If pull fails and you’re dropped into parts/<part name>/src, should you be able to run snapcraft again from there, or do you need to move? i.e. should snapcraft magically discover /snapcraft?
No, just search up instead, so you can run snapcraft in a subdirectory of a given project
Need to respect local system. Bail on anything that would modify the local machine. No packages installed, no chdir
This makes it somewhat difficult to develop/test snapcraft itself; we need to figure out a good solution for that.
Sergio fixed most of the output with snapcraft already
Nothing is being printed, but now a spinner would be useful
–debug is now user-level, and doesn’t result in printing snapcraft debugging lines
Should we move to using pkexec to launch VM, which will print out the command being run? Gustavo suggests simply changing the prompt line to “Launching VM with sudo”
Bringing the prime directory back to the user so they can run snap try?
Gustavo doesn’t want to do this by default, but leave it as an option. Can also snap try in the VM
snapd’s cache used to be a small history of what was used. Things were removed after a while. Now, before we clean the cache, we look at the reference count of the file (they are hard links). If there is more than 1 reference to the cache, we don’t clean it, since there is no space saving.
The project itself it mounted into /home/project/snapcraft. Let’s rename the user to “snapcraft”, and use “project” as the mount point. PS1 could include the name of the snap followed by an indication of cwd.
@sergiusens is looking into detecting why qemu would fail to launch (i.e.; ram, corrupted disk, etc). The exit code is always the same so some grepping of output might be needed.
Templates
@kyrofa has prepared for a demo for templates using darktable as an example.
snapcraft explode with a gtk3 template expands the snapcraft.yaml and adds a gtk3 part.
It also adds after, it adds (appends) it to all the parts that are described.
It adds a command-chain entry with desktop-launch. This of course will not work yet as the machinery behind snapd to support this has not started.
It adds the correct plug entries.
We need to refine the UX of the thing end to end.
We need a way to discover templates, snapcraft templates.
A snapcraft expand-template (this would be explode).
We need a way to show details for one template, snapcraft template <template-name>.
Looked at the format of a template, three top level entries:
app-template
part-template
parts
For scalars snapcraft.yaml takes precedence over the template.lists and dicts get merged, snapcraft.yaml keys take precedence.

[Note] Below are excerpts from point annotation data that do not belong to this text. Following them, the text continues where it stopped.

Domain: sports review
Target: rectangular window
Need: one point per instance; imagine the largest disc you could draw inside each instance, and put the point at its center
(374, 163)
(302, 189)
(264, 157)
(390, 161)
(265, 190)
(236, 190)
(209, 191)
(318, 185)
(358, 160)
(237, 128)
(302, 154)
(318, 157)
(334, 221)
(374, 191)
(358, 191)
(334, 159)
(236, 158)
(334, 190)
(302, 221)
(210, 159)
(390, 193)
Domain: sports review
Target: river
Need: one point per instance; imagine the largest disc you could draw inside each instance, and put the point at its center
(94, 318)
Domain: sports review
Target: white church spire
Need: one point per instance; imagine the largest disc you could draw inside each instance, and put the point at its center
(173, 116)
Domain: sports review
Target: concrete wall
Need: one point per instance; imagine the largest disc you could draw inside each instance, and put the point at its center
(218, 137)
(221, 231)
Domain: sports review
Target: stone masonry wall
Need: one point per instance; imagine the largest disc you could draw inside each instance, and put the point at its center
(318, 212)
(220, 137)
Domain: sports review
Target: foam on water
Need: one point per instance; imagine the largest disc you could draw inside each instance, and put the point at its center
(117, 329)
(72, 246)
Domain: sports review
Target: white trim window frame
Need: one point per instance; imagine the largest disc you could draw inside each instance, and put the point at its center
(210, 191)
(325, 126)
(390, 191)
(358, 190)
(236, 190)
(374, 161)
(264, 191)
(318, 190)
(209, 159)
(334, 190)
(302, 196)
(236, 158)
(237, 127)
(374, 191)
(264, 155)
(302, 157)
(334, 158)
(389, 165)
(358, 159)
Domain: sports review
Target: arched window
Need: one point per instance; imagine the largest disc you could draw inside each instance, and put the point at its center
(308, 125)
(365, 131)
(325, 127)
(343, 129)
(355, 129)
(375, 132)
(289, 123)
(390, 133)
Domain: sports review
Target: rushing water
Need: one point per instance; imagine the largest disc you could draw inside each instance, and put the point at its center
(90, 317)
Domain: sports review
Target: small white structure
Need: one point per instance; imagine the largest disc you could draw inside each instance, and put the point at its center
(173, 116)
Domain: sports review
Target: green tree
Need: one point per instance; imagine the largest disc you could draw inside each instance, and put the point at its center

Review thoughts, instead of something declarative we should have something procedural, the template should just be a python function called out to with parameters of where it would apply to. We could in the future look into adding an extension language (e.g.; lua). Maybe its best to avoid a domain specific language.
The declarative form is not a public API.
You can use template under apps or at the project root.
app-template and part-template feels like they are at the same level but they are not.
instead of a part-name and app-name have an asterisk (wildcard):
apps:
*:
<template>
parts:
*:
<template>
error if someone adds an app.
we don’t want wrappers at the same time (this requires the command-chain).
Defined syntax to support multiple bases (use @ with list of bases), @: functions as an else
source@core16: ...
source@: ...
@kyrofa will take this back home and think about it and propose in the next meeting.
If something is overwritten an error should be raised.